The attorney for Gary Shank, the Duquesne education professor who was suspended Friday, Sept. 11 for using racial slurs in a lecture, said that Shank has no intention to resign, and that the university’s move threatens academic freedom.

Warner Mariani, Shank’s attorney, said that Duquesne set a 5 p.m. deadline Thursday, Sept. 17, for Shank to submit his resignation. Mariani said that Shank has no intention to resign.

“We believe he should be reinstated, and teach the way he’s been teaching for decades at the university,” Mariani said.

The Foundation for Individual Rights in Education (FIRE), an organization that focuses on protecting free speech rights on American college campuses, wrote an email to Gormley to “immediately reinstate Shank and publicly reaffirm that its faculty retain the broad rights of free expression and academic freedom that Duquesne promises.”

While it’s not a First Amendment case, it “touches on freedom of expression and academic expression,” Mariani said. A 1988 political science graduate from Duquesne, Mariani said “it’s not his university to do that,” and that in an academic setting, the word can be used to discuss current issues in America.

“He did not use it to harass people,” Mariani said. “It’s like we’re supposed to erase that word.”

“We are aware that the individual has now retained counsel, and so this is a legal and personnel matter, on which we really cannot comment further,” said Gabriel Welsch, vice president of marketing and com- munications at Duquesne.

Shank, who has been teaching at Duquesne since 1997, was suspended after a Twitter video went viral last week of him using the N-word multiple times during a Sept. 9 lecture. He gave students “permission” to use the word “in a pedagogical sense,” though no students did so in the video posted to social media.

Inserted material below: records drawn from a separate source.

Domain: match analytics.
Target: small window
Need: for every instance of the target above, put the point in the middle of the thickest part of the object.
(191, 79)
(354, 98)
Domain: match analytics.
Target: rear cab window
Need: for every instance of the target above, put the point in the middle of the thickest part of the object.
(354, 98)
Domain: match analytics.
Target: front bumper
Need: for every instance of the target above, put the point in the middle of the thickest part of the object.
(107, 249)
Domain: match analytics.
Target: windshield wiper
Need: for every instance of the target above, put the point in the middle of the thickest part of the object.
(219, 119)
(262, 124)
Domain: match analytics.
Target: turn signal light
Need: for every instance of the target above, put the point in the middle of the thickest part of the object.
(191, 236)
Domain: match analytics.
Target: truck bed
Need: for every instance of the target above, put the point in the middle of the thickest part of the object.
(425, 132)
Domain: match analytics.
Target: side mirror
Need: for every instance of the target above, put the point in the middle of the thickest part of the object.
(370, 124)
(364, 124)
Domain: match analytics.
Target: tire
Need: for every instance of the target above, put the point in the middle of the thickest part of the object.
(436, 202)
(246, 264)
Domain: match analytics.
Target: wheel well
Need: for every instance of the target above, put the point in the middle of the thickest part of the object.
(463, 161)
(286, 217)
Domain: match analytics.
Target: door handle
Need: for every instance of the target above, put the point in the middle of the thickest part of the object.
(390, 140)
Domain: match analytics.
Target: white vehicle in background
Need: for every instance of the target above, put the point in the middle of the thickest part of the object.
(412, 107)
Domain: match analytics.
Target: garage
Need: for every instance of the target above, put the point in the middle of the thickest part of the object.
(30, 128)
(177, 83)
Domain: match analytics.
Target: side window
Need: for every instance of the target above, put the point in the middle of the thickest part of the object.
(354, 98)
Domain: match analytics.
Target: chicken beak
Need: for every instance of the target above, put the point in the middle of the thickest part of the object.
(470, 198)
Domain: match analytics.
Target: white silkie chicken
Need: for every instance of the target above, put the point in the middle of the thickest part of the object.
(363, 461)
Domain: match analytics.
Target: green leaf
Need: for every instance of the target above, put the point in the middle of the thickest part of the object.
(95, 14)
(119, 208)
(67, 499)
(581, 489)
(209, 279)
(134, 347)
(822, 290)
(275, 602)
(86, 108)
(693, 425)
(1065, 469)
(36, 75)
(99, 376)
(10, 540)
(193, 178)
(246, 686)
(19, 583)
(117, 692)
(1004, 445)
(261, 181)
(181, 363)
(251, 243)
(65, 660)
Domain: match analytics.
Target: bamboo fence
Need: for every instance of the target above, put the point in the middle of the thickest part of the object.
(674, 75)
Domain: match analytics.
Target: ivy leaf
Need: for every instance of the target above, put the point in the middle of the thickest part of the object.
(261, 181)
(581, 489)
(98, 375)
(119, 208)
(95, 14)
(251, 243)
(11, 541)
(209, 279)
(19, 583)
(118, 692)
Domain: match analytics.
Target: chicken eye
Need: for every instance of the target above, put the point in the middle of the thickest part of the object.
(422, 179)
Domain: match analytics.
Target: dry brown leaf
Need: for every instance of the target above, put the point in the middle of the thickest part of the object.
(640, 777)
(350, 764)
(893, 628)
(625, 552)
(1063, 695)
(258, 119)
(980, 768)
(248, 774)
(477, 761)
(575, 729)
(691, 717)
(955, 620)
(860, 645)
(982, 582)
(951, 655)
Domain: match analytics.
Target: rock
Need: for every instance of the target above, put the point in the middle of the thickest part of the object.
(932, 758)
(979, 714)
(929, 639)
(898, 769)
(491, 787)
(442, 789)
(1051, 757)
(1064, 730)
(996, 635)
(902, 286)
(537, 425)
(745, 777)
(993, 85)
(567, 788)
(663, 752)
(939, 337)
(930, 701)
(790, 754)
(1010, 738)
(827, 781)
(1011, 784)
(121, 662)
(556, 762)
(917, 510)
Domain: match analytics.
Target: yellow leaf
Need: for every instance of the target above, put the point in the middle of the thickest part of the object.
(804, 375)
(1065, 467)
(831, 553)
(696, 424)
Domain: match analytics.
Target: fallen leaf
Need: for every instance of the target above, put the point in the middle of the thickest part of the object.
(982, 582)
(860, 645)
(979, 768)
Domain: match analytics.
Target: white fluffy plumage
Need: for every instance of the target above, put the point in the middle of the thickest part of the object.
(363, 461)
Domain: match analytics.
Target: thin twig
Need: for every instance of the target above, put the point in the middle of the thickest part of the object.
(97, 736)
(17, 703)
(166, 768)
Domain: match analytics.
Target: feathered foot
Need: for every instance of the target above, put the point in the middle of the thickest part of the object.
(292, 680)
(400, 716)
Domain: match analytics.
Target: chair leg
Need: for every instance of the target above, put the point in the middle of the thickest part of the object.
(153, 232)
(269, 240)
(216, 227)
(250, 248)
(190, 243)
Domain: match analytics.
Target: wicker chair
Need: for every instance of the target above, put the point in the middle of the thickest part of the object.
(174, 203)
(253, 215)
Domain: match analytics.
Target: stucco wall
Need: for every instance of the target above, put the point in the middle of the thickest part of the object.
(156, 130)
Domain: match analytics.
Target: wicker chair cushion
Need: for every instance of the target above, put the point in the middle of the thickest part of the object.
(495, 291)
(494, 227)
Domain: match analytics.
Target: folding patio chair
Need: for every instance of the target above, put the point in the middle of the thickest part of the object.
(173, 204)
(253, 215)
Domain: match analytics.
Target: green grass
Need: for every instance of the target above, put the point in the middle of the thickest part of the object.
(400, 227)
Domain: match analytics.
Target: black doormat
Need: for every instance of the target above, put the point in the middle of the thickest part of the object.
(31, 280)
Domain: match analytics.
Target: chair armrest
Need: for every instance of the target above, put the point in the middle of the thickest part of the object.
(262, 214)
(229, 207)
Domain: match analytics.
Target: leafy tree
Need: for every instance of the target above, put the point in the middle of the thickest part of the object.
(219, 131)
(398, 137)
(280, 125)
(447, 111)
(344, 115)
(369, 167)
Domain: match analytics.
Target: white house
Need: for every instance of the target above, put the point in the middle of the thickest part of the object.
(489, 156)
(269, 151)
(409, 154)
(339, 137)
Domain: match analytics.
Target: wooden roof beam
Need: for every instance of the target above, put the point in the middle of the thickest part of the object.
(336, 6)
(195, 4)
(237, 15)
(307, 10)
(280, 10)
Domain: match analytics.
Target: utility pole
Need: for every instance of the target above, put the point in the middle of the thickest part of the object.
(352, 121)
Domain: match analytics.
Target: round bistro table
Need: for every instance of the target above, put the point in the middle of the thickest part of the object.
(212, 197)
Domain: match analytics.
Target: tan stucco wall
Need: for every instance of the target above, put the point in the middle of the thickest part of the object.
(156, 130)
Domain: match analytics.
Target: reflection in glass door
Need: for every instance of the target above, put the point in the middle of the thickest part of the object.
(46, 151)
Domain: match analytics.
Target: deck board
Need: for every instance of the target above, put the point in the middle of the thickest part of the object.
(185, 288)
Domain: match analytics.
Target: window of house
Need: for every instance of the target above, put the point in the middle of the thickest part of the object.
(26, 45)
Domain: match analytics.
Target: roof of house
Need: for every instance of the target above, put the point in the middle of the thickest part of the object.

Later that day, Shank sent an apology email to the course, Educational Psychology, saying it was “deeply troubling to me to have had this impact.” He also spent most of Friday, Sept. 11’s class apologizing.

Like Mariani, FIRE called on Duquesne to reinstate Shank immediately.

FIRE representative Alex Morey said concept of academic freedom “means faculty must be free to speak, teach and research as they see fit.”

“Academic freedom means faculty must be free to choose how they address a topic in class,” Morey said. “Sometimes that means using words or concepts others might find upsetting or offensive, even deeply so. If there’s a question about the pedagogical relevance of a topic or teaching technique, schools that promise academic freedom must allow faculty to make those choices — not administrators.”

Morey noted page eight of Duquesne’s faculty handbook, promising academic freedom. She said that Duquesne guarantees free speech and academic freedom, but is breaking both of those promises by punishing Shank.

“What Duquesne is trying to do here is to have it both ways,” Morey said. “They’re luring great students and top faculty by making grand promises of free expression and academic freedom, but then breaking those promises the minute a faculty member says something unpopular.”

She said that academic freedom means that institutions must stand up for the rights of their faculty, not turn on them.

“What Duquesne has done in punishing Gary Shank is legally and morally wrong, and should be a warning to all other Duquesne faculty and students that they may not actually have the rights Duquesne says they do,” Morey said.

While there are limits to academic freedom, Morey said that Shank’s choice of language violated “no rule or law, did not meet any legal definition of hostile environment harassment and was well-within the bounds of academic freedom.”

“FIRE felt obligated to express our deep concerns, not just because what happened in this one case was wrong, but because of what this precedent would mean for the expressive rights of every single member of the Duquesne community,” Morey said.

FIRE believes that Shank’s pedagogical use of even highly offensive racial slurs not directed at any student does not meet any legal definition of hostile environment harassment.

In their original letter, FIRE said that “Duquesne’s abridgement of academic freedom violates the requirements of their accrediation.”

She said that while Duquesne itself may publicly disagree with Shank and criticize what he said, they can’t violate university policies and “censor a professor because he said something unpopular.”

“Duquesne promises that members of the university community are free to speak their minds, but if I were a Duquesne student or professor, I would be seriously questioning whether those promises are reliable,” Morey said.